In the past couple of years, we’ve seen a trend from the WWE that we had never seen in years past.  That trend being superstars still under a WWE contract, getting to perform in other companies.  When I started watching wrestling in the early 90’s, the thought of wrestlers going outside of their promotion was unheard of.  After all, look at the storm that followed Madusa when she appeared on Nitro, dumping the WWF Women’s title in a garbage can.

This all started slowly, with some lower superstars partnering with EVOLVE, which had become almost a WWE feeder system.  It was a cool sight to see, but never really something that seemed like it would take off.  It really started to pick up when the WWE started it’s United Kingdom division, with standout stars Pete Dunne and Tyler Bate continuing to perform for companies like Progress, and Rev Pro.  Then we saw Apollo Crewes, formerly known as Uhaa Nation, show up at ICW, and even Finn Balor returned to his old stomping grounds of Progress to face off in a rousing game of musical chairs.

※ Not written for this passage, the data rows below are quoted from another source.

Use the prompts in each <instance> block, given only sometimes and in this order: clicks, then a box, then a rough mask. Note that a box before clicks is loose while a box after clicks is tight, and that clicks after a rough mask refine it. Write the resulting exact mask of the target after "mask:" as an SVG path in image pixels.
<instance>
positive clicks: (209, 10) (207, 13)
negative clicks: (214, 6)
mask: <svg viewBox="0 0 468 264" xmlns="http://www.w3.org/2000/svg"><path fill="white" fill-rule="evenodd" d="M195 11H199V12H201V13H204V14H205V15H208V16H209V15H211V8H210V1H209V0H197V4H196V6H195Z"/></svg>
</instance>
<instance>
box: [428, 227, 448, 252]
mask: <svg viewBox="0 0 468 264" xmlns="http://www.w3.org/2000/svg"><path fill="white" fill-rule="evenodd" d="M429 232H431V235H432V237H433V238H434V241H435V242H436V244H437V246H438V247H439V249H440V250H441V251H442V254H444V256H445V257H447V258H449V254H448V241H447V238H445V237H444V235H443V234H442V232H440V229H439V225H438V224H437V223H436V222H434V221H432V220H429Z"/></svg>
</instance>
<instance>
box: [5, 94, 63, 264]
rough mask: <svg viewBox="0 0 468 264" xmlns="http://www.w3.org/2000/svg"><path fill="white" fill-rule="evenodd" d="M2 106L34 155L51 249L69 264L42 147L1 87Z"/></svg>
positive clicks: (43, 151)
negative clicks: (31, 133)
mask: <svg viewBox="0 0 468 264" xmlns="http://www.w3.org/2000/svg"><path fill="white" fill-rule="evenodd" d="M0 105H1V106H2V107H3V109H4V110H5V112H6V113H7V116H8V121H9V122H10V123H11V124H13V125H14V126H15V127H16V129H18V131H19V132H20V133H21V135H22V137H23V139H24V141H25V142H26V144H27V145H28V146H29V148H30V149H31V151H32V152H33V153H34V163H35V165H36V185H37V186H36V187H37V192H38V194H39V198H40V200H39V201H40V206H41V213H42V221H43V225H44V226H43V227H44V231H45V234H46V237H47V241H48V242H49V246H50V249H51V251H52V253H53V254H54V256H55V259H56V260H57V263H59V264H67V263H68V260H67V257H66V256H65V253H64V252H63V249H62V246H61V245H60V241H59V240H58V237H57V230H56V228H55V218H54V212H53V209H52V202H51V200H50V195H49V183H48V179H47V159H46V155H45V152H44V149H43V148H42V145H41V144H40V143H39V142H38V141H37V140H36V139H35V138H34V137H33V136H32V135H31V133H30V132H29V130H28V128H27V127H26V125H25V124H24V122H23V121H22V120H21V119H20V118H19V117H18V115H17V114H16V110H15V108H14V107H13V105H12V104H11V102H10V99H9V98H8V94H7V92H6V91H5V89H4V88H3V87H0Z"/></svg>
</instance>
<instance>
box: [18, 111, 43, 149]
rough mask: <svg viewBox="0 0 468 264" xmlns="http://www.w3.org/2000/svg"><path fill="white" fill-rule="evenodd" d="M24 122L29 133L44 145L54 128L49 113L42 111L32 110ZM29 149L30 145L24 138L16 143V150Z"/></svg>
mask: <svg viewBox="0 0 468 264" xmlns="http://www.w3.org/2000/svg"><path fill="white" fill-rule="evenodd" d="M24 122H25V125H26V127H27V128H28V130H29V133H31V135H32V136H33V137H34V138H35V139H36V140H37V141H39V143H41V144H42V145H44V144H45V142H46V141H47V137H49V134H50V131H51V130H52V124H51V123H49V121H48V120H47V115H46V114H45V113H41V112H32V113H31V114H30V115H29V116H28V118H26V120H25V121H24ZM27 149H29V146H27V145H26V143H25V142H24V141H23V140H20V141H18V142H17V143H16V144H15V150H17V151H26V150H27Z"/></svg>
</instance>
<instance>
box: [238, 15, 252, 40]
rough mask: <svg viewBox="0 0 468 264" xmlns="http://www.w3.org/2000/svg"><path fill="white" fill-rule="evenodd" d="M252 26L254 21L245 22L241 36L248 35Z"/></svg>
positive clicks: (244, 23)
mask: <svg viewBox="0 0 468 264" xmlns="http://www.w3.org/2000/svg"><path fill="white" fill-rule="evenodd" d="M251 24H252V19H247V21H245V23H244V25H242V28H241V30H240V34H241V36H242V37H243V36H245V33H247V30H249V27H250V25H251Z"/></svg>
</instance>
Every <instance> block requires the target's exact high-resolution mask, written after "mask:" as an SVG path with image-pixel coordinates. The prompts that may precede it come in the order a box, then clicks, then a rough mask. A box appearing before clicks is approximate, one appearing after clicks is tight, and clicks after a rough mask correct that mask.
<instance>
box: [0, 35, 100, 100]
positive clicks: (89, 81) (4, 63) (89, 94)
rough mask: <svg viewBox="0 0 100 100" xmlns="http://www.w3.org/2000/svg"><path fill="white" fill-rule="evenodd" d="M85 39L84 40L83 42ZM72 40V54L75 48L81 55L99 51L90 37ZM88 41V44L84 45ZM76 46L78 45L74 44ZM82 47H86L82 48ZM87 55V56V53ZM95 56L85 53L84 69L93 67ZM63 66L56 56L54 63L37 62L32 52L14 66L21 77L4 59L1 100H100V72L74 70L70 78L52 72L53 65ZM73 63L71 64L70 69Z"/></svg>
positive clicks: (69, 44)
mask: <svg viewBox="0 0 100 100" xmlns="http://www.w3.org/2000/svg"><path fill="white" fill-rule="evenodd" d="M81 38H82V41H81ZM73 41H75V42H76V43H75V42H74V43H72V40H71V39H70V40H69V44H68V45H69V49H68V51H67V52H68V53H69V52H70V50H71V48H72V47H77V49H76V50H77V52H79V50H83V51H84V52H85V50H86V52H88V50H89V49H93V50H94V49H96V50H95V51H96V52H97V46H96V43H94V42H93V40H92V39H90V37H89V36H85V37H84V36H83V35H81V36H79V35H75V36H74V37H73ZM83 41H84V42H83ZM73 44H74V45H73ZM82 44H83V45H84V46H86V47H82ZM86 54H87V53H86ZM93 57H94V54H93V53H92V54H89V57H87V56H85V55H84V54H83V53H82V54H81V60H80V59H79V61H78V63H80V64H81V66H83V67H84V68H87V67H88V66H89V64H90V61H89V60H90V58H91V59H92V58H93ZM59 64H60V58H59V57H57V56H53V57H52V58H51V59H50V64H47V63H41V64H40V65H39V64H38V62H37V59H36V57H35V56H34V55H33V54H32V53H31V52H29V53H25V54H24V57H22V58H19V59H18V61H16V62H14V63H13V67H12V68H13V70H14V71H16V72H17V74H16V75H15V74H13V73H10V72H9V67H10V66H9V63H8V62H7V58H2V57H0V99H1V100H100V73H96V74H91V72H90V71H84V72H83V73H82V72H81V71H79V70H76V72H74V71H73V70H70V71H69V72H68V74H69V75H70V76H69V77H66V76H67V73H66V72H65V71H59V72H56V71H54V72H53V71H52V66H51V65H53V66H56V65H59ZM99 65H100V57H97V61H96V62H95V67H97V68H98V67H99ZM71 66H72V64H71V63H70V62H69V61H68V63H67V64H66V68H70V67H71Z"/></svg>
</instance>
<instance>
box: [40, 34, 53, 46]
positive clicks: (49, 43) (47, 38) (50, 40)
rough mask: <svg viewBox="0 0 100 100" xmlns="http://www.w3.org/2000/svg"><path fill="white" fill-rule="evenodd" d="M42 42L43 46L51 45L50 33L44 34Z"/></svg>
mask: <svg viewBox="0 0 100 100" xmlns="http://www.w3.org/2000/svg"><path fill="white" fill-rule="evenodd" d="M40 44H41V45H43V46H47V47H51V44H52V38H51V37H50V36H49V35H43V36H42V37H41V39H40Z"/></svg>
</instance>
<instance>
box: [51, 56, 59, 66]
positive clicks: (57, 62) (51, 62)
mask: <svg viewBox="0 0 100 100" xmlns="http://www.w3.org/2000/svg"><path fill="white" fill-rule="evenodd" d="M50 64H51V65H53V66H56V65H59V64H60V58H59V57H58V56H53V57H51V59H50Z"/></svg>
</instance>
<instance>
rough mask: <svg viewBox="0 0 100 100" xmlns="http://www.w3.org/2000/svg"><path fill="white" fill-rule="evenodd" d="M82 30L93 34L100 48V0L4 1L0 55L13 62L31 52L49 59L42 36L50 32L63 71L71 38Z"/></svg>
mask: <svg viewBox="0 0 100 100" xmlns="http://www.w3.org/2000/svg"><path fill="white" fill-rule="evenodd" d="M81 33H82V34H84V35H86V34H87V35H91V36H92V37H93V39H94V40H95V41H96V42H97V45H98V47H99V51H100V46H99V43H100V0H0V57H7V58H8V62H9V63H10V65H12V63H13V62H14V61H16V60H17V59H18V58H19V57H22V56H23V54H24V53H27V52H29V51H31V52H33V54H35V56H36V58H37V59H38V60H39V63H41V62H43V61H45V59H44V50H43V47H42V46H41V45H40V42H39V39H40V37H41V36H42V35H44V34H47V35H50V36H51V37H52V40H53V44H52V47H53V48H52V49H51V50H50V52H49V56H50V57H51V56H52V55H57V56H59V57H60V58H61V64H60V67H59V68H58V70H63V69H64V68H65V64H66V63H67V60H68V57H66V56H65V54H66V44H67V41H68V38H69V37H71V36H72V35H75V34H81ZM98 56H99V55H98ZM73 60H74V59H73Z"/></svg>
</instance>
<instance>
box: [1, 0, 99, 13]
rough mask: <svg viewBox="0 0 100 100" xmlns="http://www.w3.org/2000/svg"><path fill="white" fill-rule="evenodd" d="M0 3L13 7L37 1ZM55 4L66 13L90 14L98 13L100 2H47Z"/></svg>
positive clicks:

Two notable additions to this list have to be Chris Jericho, and Kassius Ohno.  While many of the other appearances have been smaller, ala Balor, both Ohno and Jericho have had much larger features.  Ohno was part of the Super Strong Style 16 tournament in Progress, where he made it all the way to the finals of the three-day extravaganza.  Most people thought it would be a one and done kind of show, but we were all gladly mistaken.  He put on a great match with Chris Brookes, and lost a classic with Tyler Bate, before replacing Bate who had to pull out due to injury.

Jericho, as most fans know, has made his presence felt in the world of New Japan which is as close to a modern-day Monday Night War as anything.  A lot of people weren’t sure we would see him after his match with Kenny Omega, but he proved the doubters wrong by attacking Naito and starting what has the potential to be a rivalry for the ages.  It just goes to show that the WWE has changed the way they view other companies, even rival ones.

Where does it go from here though?  Hopefully, the WWE continues to use these opportunities as much as they can.  After all, not only do they increase their own exposure, but what better way to scout the future of the company?  It gives them the chance to get first-hand accounts of some of the best talents in the world, as us as the fans to get see matchups we used to only be able to dream about.